何かを期待する様に、逆さまの形でシーアは目の前に顔を覗かせる。
「――君、あの『八の王』凄く嫌っているんだね」
「ああ、嫌いな分類だな」
問いに、迷いもないスパリとした答え。
アドニスの動きに合わせ、浮き飛ぶシーアは片眉を下げた。
「それは何故?」
「……贋作だからだ」
「それは、君がさっき彼女に言った言葉が関係ある?」
「…………」
『八の王』に掛けた言葉。つい先程の事だ。思い出すだけでも腹立たしく。
久しぶりに良い人物に巡り合えたと思えたのに、出まかせで言った言葉にアマンダと言う人物は本性を露わにした。実に残念。
『四の王』『五の王』彼らが言っていた通り、彼女は何処まで行っても偽物の女帝様だろう。優勝候補が実に笑わせる事。
なんにせよと思う。
「やっぱり最初の相手をあの女にして正解だったよ。其れだけ」
「むう」
アドニスの言葉に諦めたのか、何も語らない彼に不満を持ったのか、シーアは小さく声を発するとそれ以上はこの件に関しては何も言わなかった。
ふわりとシーアの身体は空を舞う。
「で、今回私は如何すれば良い?」
空中でシーアが問う。
今回のゲーム。彼女は出来るだけアドニスに従うとしている。あくまで彼の武器であると。
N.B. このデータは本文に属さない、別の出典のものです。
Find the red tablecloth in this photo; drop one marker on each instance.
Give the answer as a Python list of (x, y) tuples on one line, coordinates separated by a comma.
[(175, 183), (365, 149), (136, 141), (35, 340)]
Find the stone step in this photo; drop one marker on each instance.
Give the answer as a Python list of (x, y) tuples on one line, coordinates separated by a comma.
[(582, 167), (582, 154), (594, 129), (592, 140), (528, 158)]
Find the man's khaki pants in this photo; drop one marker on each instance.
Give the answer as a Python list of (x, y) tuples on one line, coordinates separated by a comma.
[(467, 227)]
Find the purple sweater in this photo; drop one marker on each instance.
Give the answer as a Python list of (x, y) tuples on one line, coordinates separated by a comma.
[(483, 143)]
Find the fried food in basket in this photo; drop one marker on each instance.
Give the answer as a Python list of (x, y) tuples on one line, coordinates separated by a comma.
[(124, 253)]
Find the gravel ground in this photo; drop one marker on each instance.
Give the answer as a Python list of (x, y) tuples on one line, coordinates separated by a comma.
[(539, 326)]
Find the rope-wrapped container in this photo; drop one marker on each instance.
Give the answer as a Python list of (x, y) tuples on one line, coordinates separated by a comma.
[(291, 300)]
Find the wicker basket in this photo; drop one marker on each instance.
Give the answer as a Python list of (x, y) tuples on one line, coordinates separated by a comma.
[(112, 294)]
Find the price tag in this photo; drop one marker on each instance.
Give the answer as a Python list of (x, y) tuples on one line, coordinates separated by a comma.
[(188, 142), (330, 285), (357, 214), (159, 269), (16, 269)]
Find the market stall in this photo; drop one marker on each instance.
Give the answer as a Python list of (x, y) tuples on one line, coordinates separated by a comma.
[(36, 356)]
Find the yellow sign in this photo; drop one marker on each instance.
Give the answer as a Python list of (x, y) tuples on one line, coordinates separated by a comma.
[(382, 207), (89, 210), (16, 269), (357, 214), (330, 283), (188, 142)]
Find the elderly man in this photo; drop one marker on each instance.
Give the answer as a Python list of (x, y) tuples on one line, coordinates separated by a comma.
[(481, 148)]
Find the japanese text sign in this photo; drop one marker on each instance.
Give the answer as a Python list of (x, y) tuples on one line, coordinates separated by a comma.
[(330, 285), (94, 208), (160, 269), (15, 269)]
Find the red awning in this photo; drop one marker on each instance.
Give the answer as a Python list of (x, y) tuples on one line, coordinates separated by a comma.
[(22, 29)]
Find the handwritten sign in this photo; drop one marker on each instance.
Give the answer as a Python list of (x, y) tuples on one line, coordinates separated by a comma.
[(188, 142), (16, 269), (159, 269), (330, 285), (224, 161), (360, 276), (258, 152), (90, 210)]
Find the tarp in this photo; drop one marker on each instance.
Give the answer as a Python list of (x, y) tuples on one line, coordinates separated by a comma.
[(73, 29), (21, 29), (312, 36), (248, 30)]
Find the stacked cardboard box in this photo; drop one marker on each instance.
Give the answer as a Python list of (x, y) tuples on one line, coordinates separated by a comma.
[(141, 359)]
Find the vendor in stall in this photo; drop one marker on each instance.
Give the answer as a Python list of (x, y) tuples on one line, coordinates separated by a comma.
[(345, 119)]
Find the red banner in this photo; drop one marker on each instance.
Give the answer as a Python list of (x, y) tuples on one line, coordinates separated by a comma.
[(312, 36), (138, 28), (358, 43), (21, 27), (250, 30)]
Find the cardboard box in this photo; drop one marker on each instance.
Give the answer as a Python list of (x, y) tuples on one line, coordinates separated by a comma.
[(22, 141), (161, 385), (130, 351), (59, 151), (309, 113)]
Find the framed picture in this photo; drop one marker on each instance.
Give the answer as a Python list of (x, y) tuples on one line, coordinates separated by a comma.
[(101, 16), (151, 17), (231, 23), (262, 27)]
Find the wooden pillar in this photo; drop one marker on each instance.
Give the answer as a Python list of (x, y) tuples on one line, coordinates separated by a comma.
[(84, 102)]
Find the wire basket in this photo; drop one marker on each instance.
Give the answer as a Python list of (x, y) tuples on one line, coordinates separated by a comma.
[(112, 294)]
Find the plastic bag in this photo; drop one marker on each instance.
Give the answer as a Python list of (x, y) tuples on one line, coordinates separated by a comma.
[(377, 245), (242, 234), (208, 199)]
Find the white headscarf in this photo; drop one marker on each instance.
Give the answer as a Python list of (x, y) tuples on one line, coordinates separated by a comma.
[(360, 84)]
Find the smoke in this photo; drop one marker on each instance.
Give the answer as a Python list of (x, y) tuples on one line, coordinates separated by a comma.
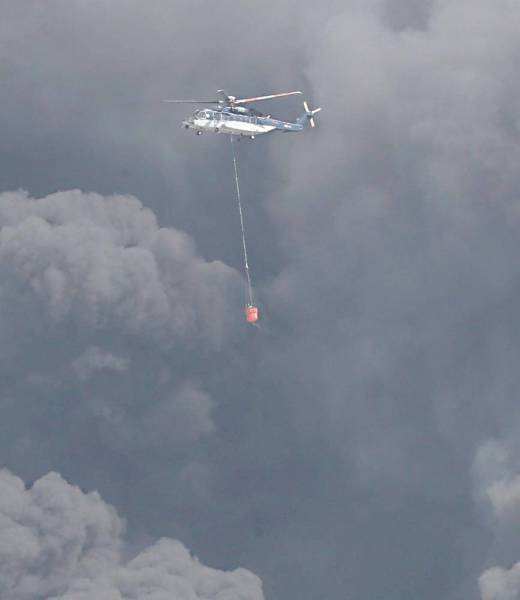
[(61, 543), (497, 483)]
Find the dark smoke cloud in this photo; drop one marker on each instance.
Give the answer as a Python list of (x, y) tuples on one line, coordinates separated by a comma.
[(60, 543), (332, 451)]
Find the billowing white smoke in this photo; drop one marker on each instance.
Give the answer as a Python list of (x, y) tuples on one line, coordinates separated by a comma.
[(58, 542), (498, 485), (93, 261)]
ならば、今回の『八の王』。彼女をどう動かすべきか。決まっている。
「――何もするな」
それは何もしないと言う事。
シーアは特に文句も言わない。ただ問う。
「それは初戦ってやつだから?」
この問いにアドニスは首を振る。
「贋作の女王は俺一人でやる」
シーアは笑う。
「了解」と答えて、何処からともなく常闇に姿を消す。
その間もアドニスは歩みを止める事無く、寂れた教会へと向かう。
さて、と周りを見つつ溜息を付いた。
「50人、か?」
周りから感じる殺気。アマンダに付き従う連中は一体何人いるのだろうか。――関係ないか。
拳銃とナイフを握りしめ、アドニスは息を付いた。